After a cancer diagnosis, the insurance claims start before you've even had a moment to collect yourself. I'd already received the diagnosis benefit and a premium waiver from two companies and finally caught my breath, when I went back through my policies and realized a third one I'd signed up for should qualify for a waiver too. So I filed the claim. The answer that came back threw me a little. They said my "diagnostic evidence was insufficient" and asked me to hand over the payout records I'd already gotten from the other insurer.
A request like that makes anyone hesitate. What does how much I received elsewhere have to do with this company's review? And do I really have to lay all of that bare for them? Here's the bottom line: an insurer asking for objective diagnostic documents in order to conduct a proper review is something the policy generally allows. But "let me see how much the other company paid you" is a different matter entirely.

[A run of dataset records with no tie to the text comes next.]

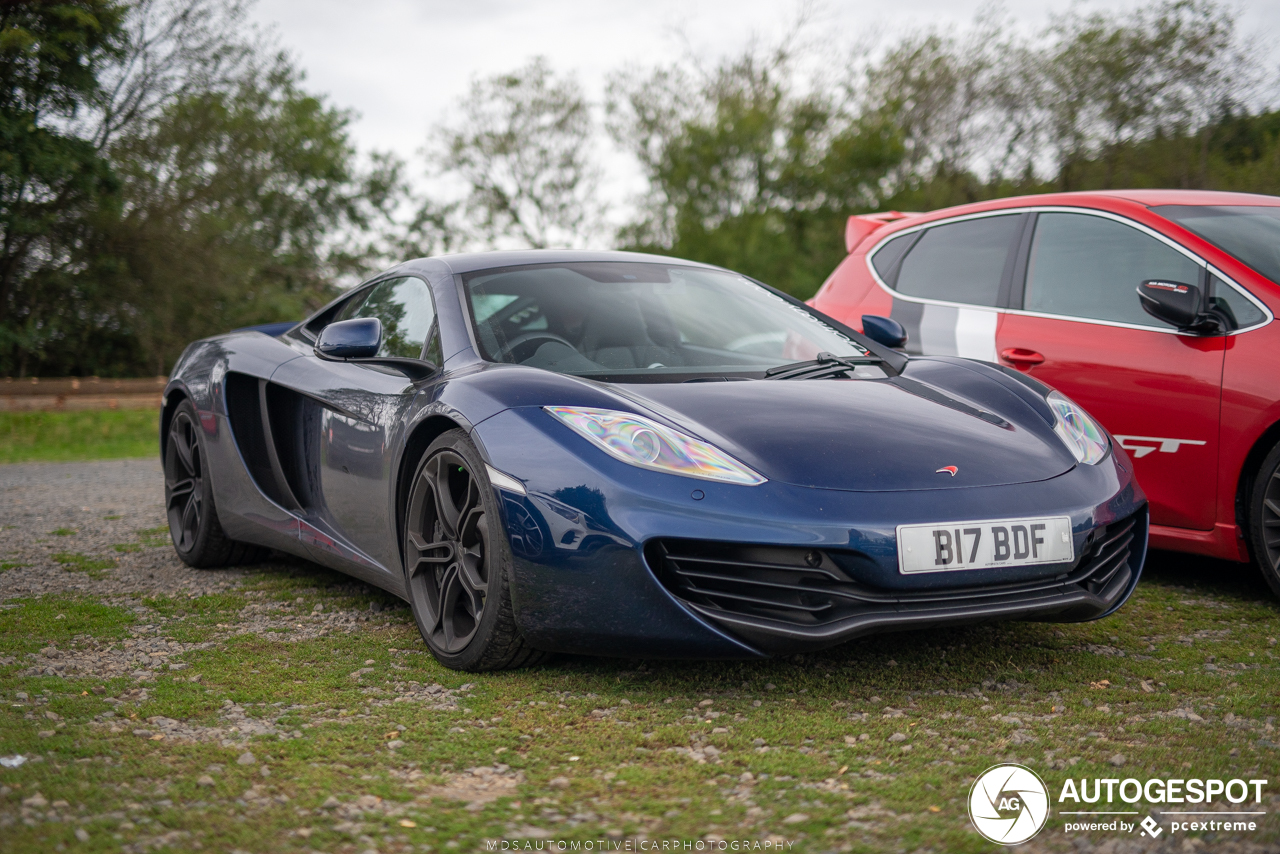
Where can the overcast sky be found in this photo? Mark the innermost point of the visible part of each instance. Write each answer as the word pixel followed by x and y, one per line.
pixel 402 63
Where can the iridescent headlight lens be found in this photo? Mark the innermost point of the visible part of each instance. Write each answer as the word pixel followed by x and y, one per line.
pixel 649 444
pixel 1079 432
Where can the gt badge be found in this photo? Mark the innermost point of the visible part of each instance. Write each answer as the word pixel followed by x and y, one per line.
pixel 1143 444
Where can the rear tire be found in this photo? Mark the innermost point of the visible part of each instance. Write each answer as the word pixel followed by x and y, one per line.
pixel 457 563
pixel 188 499
pixel 1265 519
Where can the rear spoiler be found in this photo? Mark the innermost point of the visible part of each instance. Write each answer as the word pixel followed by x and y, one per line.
pixel 859 225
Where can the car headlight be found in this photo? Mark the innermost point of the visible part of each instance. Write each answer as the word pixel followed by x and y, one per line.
pixel 649 444
pixel 1079 432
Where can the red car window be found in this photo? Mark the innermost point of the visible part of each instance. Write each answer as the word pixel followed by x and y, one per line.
pixel 1091 266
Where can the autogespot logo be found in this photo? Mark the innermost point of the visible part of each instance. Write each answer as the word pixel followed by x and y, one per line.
pixel 1009 804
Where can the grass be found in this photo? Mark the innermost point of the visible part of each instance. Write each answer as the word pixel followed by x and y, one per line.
pixel 91 566
pixel 28 437
pixel 801 748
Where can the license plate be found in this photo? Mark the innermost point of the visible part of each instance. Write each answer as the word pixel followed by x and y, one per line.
pixel 945 547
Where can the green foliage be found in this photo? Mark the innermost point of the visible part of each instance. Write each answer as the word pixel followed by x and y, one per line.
pixel 752 170
pixel 78 435
pixel 232 197
pixel 214 191
pixel 522 149
pixel 51 182
pixel 91 566
pixel 749 172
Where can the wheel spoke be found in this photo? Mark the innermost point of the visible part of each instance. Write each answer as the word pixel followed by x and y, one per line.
pixel 446 552
pixel 447 512
pixel 182 489
pixel 449 592
pixel 190 519
pixel 182 446
pixel 430 561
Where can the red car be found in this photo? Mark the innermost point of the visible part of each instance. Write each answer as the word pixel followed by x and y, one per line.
pixel 1152 309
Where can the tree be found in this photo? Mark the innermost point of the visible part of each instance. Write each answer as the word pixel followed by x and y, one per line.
pixel 1168 69
pixel 746 168
pixel 236 197
pixel 522 150
pixel 233 202
pixel 50 179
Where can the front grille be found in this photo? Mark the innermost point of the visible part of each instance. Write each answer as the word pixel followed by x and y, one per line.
pixel 812 588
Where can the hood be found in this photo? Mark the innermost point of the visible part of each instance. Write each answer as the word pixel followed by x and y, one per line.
pixel 859 435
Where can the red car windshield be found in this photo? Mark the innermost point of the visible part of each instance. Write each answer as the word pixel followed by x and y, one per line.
pixel 1248 232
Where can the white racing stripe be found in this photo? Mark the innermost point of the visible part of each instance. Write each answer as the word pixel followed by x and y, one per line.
pixel 949 330
pixel 976 333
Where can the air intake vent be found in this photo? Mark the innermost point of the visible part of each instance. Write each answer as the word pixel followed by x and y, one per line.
pixel 810 588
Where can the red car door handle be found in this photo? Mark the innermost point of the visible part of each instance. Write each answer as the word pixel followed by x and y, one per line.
pixel 1020 356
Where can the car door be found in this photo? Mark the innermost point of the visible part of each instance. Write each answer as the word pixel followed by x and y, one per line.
pixel 351 418
pixel 949 282
pixel 1079 327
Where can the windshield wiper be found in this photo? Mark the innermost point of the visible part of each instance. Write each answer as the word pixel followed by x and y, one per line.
pixel 824 365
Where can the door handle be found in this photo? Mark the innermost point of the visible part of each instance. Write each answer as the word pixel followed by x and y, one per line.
pixel 1020 356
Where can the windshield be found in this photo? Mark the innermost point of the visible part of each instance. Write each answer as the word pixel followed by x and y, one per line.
pixel 643 320
pixel 1248 232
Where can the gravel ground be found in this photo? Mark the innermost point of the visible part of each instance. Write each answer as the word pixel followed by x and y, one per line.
pixel 105 503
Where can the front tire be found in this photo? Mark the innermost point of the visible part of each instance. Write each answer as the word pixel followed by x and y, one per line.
pixel 1265 519
pixel 457 565
pixel 188 499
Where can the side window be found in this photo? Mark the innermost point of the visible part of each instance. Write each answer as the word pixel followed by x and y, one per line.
pixel 960 261
pixel 1233 305
pixel 406 310
pixel 1091 266
pixel 887 255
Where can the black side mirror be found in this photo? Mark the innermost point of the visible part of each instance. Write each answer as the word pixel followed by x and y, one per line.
pixel 883 330
pixel 356 338
pixel 357 341
pixel 1178 304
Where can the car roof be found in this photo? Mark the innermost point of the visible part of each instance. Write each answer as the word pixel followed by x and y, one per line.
pixel 1097 199
pixel 471 261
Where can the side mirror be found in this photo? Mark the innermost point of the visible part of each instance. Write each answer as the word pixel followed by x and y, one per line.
pixel 356 338
pixel 357 341
pixel 1178 304
pixel 883 330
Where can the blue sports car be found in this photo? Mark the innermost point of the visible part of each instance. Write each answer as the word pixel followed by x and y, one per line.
pixel 630 455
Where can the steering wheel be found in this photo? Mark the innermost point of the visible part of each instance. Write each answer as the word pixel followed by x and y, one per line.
pixel 519 348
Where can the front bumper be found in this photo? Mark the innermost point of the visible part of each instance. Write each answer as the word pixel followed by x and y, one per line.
pixel 618 561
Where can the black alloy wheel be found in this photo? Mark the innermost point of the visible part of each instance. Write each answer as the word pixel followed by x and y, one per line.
pixel 188 498
pixel 1265 519
pixel 448 530
pixel 456 562
pixel 184 482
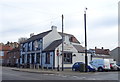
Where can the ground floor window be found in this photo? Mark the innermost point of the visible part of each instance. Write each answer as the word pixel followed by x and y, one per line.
pixel 67 58
pixel 47 58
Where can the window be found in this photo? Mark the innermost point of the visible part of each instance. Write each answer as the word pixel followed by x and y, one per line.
pixel 28 58
pixel 38 58
pixel 1 53
pixel 47 58
pixel 68 58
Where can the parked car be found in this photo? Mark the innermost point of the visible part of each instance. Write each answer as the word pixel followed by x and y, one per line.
pixel 79 66
pixel 101 64
pixel 113 66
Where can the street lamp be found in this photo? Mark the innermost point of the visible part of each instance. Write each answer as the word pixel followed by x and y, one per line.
pixel 86 61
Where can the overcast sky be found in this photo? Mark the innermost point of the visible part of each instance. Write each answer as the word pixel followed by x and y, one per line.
pixel 19 18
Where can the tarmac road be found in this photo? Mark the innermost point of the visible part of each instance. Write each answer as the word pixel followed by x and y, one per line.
pixel 9 74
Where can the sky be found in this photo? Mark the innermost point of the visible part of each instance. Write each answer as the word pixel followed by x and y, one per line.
pixel 20 18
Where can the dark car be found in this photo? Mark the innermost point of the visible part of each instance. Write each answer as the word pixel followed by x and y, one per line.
pixel 79 66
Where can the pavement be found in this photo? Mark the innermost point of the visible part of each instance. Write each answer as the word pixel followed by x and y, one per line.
pixel 10 73
pixel 50 71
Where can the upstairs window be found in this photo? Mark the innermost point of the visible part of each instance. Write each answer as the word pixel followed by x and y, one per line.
pixel 47 58
pixel 67 58
pixel 1 53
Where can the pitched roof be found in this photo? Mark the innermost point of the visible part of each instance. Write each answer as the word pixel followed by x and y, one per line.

The crux is figuring out what the company actually wants to confirm. Whether it's a premium waiver or a diagnosis benefit, what they ultimately need is whether you met the diagnostic criteria set out in the policy. That's established through medical evidence — a biopsy report, a medical certificate, your medical records — not by how much landed in another company's account. So when you're asked to hand over another insurer's payout records in full, the first step is to ask in writing exactly what they're trying to verify with that document.
If you've already sent a screenshot of your special co-payment registration and you still hear nothing back for a long while, it's hard to tell whether the company is just slow or whether they want more documents. In a case like this, don't keep everything to phone calls — ask them to tell you in writing, with a deadline, exactly what's missing and why your claim is on hold. Phone calls fade from memory, but anything put in writing becomes evidence later.
If your payout still gets delayed on the logic of "you already got paid elsewhere, so there's no basis," don't carry it alone — I'd recommend getting help through a complaint to the financial supervisory authority or an insurance-related counseling channel. If your diagnostic evidence is clear and they're nitpicking over whether another company paid out, there's plenty of room to make the case objectively.
Even with the same situation, the answer can change depending on your policy wording and the specifics of your diagnosis, so it's worth taking your own policy and medical certificate to a professional and having them go over it once.